Note 4 —Debt and Shareholders
Equity
On April 5, 2012, the Company
entered into a new revolving loan agreement with HSBC Bank, N.A. In conjunction with signing the new revolving loan agreement,
the Company ended its agreement with Wells Fargo and used funds borrowed under the new loan agreement to pay all amounts then outstanding
under the revolving loan agreement with Wells Fargo Bank.
The new five-year credit
facility provides for increased borrowings of up to an aggregate of $30 million at an interest rate of LIBOR plus 1.75%,
which is 0.25% lower than the interest rate under the former loan agreement with Wells Fargo. All principal amounts
outstanding under the agreement are required to be repaid in a single amount on April 5, 2017, the date the agreement
expires; interest is payable monthly. Funds borrowed under the agreement may be used for working capital, general operating
expenses, share repurchases, acquisitions and certain other purposes. Under the revolving loan agreement, the Company is
required to maintain specific amounts of tangible net worth, a specified debt service coverage ratio, and a fixed charge
coverage ratio. These financial covenants in the new loan agreement are similar to the covenants in the prior agreement with
Wells Fargo.

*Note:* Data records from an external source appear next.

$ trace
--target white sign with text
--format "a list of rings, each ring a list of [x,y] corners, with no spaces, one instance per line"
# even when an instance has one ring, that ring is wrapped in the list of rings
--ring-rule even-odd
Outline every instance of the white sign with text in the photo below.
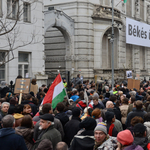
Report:
[[[126,43],[150,47],[150,25],[126,18]]]

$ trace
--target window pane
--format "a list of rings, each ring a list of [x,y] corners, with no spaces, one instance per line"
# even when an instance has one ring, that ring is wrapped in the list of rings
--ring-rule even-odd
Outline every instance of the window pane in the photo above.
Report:
[[[19,62],[28,62],[28,54],[19,53]]]

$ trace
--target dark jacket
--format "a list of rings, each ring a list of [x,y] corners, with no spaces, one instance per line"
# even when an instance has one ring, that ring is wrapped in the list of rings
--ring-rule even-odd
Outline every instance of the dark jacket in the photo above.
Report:
[[[59,131],[56,130],[53,125],[51,125],[46,130],[42,131],[42,133],[40,134],[33,146],[33,150],[35,150],[40,144],[40,142],[44,139],[49,139],[52,142],[54,149],[56,147],[56,144],[62,140]]]
[[[94,131],[85,130],[73,138],[69,150],[93,150],[94,143]]]
[[[17,127],[15,131],[16,131],[16,134],[19,134],[24,138],[28,150],[31,150],[34,144],[33,143],[34,129],[25,128],[25,127]]]
[[[140,145],[144,150],[148,150],[147,149],[147,144],[148,142],[148,138],[147,137],[134,137],[134,142],[135,145]]]
[[[13,128],[0,129],[1,150],[28,150],[22,136],[15,134]]]
[[[39,123],[40,123],[40,120],[36,123],[35,127],[34,127],[34,134],[33,134],[33,139],[36,141],[38,136],[41,134],[41,130],[39,130]],[[63,126],[61,124],[61,122],[59,121],[59,119],[57,118],[54,118],[54,128],[57,129],[60,134],[61,134],[61,137],[63,139],[64,137],[64,130],[63,130]]]
[[[101,105],[100,103],[98,103],[97,105],[93,104],[93,109],[95,109],[95,108],[104,109],[104,106]]]
[[[69,121],[69,117],[66,115],[65,112],[57,113],[55,115],[55,118],[60,120],[60,122],[62,123],[63,128],[64,128],[65,124]]]
[[[22,101],[22,104],[29,104],[30,106],[31,106],[31,108],[32,108],[32,113],[33,113],[33,116],[35,116],[36,115],[36,113],[37,113],[37,106],[32,102],[32,101],[29,101],[29,100],[25,100],[25,101]]]
[[[109,133],[110,125],[111,125],[110,123],[107,123],[107,133]],[[114,126],[114,128],[112,130],[112,135],[110,135],[110,136],[117,137],[117,134],[118,134],[118,131],[116,130],[116,128]]]
[[[79,117],[72,117],[70,121],[65,124],[64,132],[65,132],[65,142],[70,147],[70,142],[72,141],[73,137],[77,134],[80,130],[79,124],[81,120]]]
[[[144,119],[145,114],[146,114],[146,112],[144,112],[143,110],[133,109],[133,111],[131,111],[127,116],[126,126],[127,127],[131,126],[131,124],[130,124],[131,119],[134,118],[135,116],[142,117]]]

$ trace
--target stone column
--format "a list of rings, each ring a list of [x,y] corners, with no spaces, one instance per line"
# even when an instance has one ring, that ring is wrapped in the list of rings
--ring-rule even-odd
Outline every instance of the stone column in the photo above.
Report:
[[[133,46],[133,68],[136,74],[140,74],[140,50],[139,46]]]

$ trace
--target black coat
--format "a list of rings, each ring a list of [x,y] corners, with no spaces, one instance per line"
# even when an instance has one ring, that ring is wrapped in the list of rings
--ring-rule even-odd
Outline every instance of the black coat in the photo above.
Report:
[[[63,128],[64,128],[65,124],[69,121],[69,117],[66,115],[65,112],[60,112],[60,113],[56,114],[55,118],[60,120]]]
[[[70,142],[72,141],[73,137],[77,134],[80,130],[79,124],[81,120],[79,117],[72,117],[70,121],[65,124],[64,132],[65,132],[65,142],[70,147]]]
[[[127,120],[126,120],[126,126],[130,127],[131,126],[131,119],[134,118],[135,116],[141,117],[144,120],[144,115],[146,114],[146,112],[144,112],[143,110],[134,110],[131,111],[128,116],[127,116]]]
[[[94,131],[83,131],[80,135],[73,138],[69,150],[93,150],[94,147]]]

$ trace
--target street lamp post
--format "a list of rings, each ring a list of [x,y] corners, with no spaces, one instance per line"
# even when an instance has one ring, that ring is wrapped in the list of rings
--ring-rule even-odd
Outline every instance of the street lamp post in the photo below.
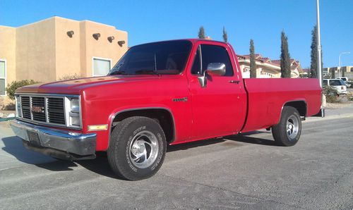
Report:
[[[350,51],[344,51],[344,52],[340,53],[340,56],[338,56],[338,68],[337,68],[337,70],[338,70],[338,72],[340,73],[340,78],[341,77],[341,56],[342,54],[349,54],[350,53],[351,53]],[[334,78],[333,78],[333,79],[334,79]]]

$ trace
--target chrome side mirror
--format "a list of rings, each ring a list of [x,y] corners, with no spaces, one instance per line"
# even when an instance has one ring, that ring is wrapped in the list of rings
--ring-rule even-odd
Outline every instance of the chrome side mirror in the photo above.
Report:
[[[210,76],[224,76],[225,75],[225,64],[223,63],[210,63],[207,66],[206,72]]]
[[[200,83],[200,85],[201,87],[205,87],[207,85],[207,78],[205,75],[205,72],[203,73],[203,75],[201,76],[198,77],[198,82]]]

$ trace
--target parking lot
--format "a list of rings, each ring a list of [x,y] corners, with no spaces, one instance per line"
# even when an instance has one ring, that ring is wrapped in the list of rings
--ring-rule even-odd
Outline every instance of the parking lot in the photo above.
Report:
[[[0,125],[0,209],[353,208],[353,106],[303,123],[277,147],[259,130],[168,147],[161,170],[117,179],[105,157],[77,163],[27,151]]]

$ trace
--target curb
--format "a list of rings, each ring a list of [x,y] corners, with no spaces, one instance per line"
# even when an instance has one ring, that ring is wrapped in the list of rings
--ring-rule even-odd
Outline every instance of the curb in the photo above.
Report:
[[[324,118],[310,117],[307,118],[305,121],[302,121],[302,123],[317,122],[322,121],[336,120],[336,119],[349,118],[353,118],[353,113],[331,115]]]

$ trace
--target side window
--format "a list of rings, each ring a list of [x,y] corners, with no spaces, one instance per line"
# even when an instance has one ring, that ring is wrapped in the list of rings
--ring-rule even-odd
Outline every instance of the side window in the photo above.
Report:
[[[191,73],[193,75],[199,75],[201,70],[201,66],[200,60],[200,47],[198,48],[196,51],[196,54],[195,55],[195,58],[193,59],[193,68],[191,68]]]
[[[223,63],[226,69],[225,76],[233,75],[233,67],[225,48],[216,45],[201,44],[201,55],[203,72],[210,63]]]
[[[110,70],[110,60],[93,58],[93,76],[105,76]]]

At September 30, 2012 the Company was in compliance with these covenants under the new agreement with HSBC
Bank.
As of September 30, 2012 and
December 31, 2011, the Company had outstanding borrowings of $24,320,828 and $17,568,484, respectively, under the respective revolving
loan agreements.
During the nine months ended September 30, 2012,
the Company issued 5,000 shares of common stock upon the exercise of outstanding stock options and received total proceeds of $21,000. There
were no stock options exercised during the three months ended September 30, 2012.